Há uma associação óbvia, aí, de ducha com vagina, com assepsia da vagina. Num único momento em que aparece na tela, Jane Fonda faz o público americano lembrar de duas das personas associadas a Jane Fonda: a sex symbol e a ginasta.
O humor do filme não procura ser assim propriamente muito fino.
E, finalmente, uma daquelas informações inúteis mas interessantes: o título original, Better Living Through Chemestry, ou seja, vivendo melhor com a química, extraindo da química uma vida melhor, é, segundo informa a Wikipedia, uma variação de um slogan publicitário da DuPont que foi adotado pela corporação entre 1935 e 1982 e ficou famoso nos Estados Unidos, “Better Things for Better Living…Through Chemistry”, coisas melhores para uma vida melhor… através da química.
O filme mostra uma visão de mundo absolutamente desprezível
Fiquei pensando que este Rolou uma Química é assim uma espécie de colcha de retalhos, juntando temas de diversos outros filmes. Além das semelhanças com os três grandes filmes noir citados aí acima – o encontro de um trouxa, um pato, com uma femme fatale -, ele tem um tanto de Vício Maldito/Days of Wine and Roses (1962), de Blake Edwards, em que o alcoolismo do personagem de Jack Lemmon alimenta o de sua mulher, interpretada por Lee Remick, que por sua vez realimenta o vício do marido, e lá vão os dois montanha abaixo, rumo ao abismo.
Como fala de vício em produtos químicos, faz lembrar também Drugstore Cowboy (1988), de Gus Van Sant, sobre um grupo de jovens viciados em anfetaminas e assemelhados.

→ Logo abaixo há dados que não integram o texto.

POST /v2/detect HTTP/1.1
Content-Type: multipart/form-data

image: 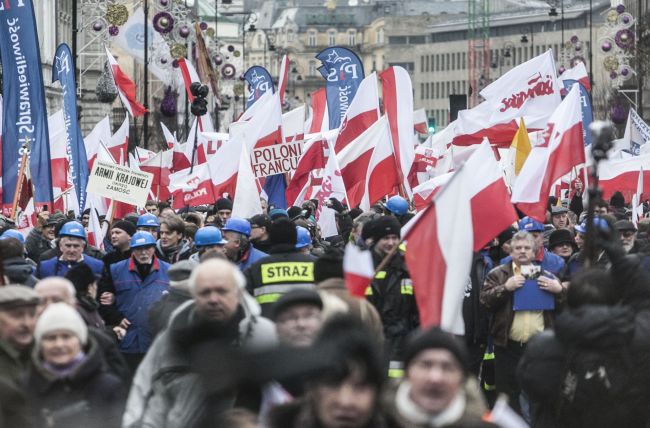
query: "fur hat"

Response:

E, como o protagonista é um sujeito de profissão útil, importante, mas simples, não glamourosa, não charmosa, que vive num casamento insosso, desagradável, triste, e vai acabar envolvido, sem perceber direito o que está acontecendo, num esquema perigoso, marginal, faz lembrar também O Homem Que Não Estava Lá (2001), dos irmãos Coen, em que o barbeiro de uma pequena cidade, interpretado por Billy Rob Thorton, entra num desvio, num buraco doloroso.

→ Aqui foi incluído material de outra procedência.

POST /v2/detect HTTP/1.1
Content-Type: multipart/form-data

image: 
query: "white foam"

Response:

Se faz lembrar tantos filmes, vários deles excelentes, por que então ver este Rolou uma Química me pareceu perda de tempo?

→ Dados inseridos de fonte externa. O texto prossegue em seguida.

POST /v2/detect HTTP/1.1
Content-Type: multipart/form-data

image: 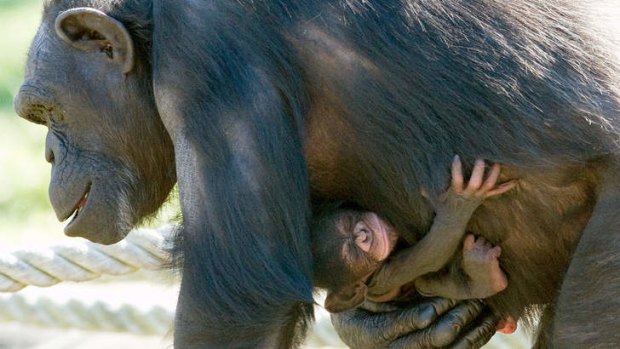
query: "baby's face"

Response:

Não é por causa de falta de originalidade na história, pelo fato de parecer tanto com tantos outros filmes. Não é isso.
É pelo tom, pela visão de mundo que o filme demonstra.
É aquele tipo de filme que tem desprezo pela vida simples das pessoas comuns, ou seja, da imensa maioria das pessoas. Que vê o mundo das pessoas simples como um tédio insuportável, o horror dos horrores. Que deixa claro que, sem grandes aventuras, sem feitos extraordinários, sem o glamour, a festa eterna que só muita grana permite, a vida é um pavor, e todo mundo e tudo no mundo é chato, cansativamente chato.
É exatamente o contrário, o oposto do que Philippe de Broca diz em seus filmes luminosos, e o que Paul McCartney canta tanto em suas canções esplendorosas, e Renato Teixeira também persegue, para citar apenas uns poucos – a elegia do simples, da vida normal das pessoas comuns, ordinary people, gente como a gente.
É um daqueles filmes que destilam ódio profundo da classe média, das pessoas que trabalham para garantir seu sustento, que suam para usufruir de algum conforto, alguns bons momentos.
Nisso, ele é um filme à la Marilena Chauí, aquela coisa babante, que destila fel, ódio por todas as pessoas que não passam por necessidades básicas.
É o retrato de uma visão de mundo que eu acho absolutamente desprezível.
Anotação em março de 2016
Rolou uma Química/Better Living Through Chemestry
De Geoff Moore e David Posamentier, EUA-Inglaterra, 2014
Com Sam Rockwell (Doug Varney), Olivia Wilde (Elizabeth Roberts), Michelle Monaghan (Kara Varney)
e Norbert Leo Butz (Andrew Carp, o agente da DEA), Ben Schwartz (Noah), Ken Howard (Walter Bishop), Jenn Harris (Janet), Harrison Holzer (Ethan Varney), Peter Jacobson (Dr. Roth), Tracy McMullan (Bree Bishop)
e, em participações especiais, Jane Fonda (a narradora, e como ela mesma) e Ray Liotta (Jack Roberts)
Argumento e roteiro Geoff Moore & David Posamentier
Fotografa Tim Suhrstedt
Música Andrew Feltenstein e John Nau
Montagem Jonathan Alberts
Na TV (gravado do Telecine Touch). Produção Occupant Entertainment, Altus Productions, Aegis Film Fund, Ealing Metro International.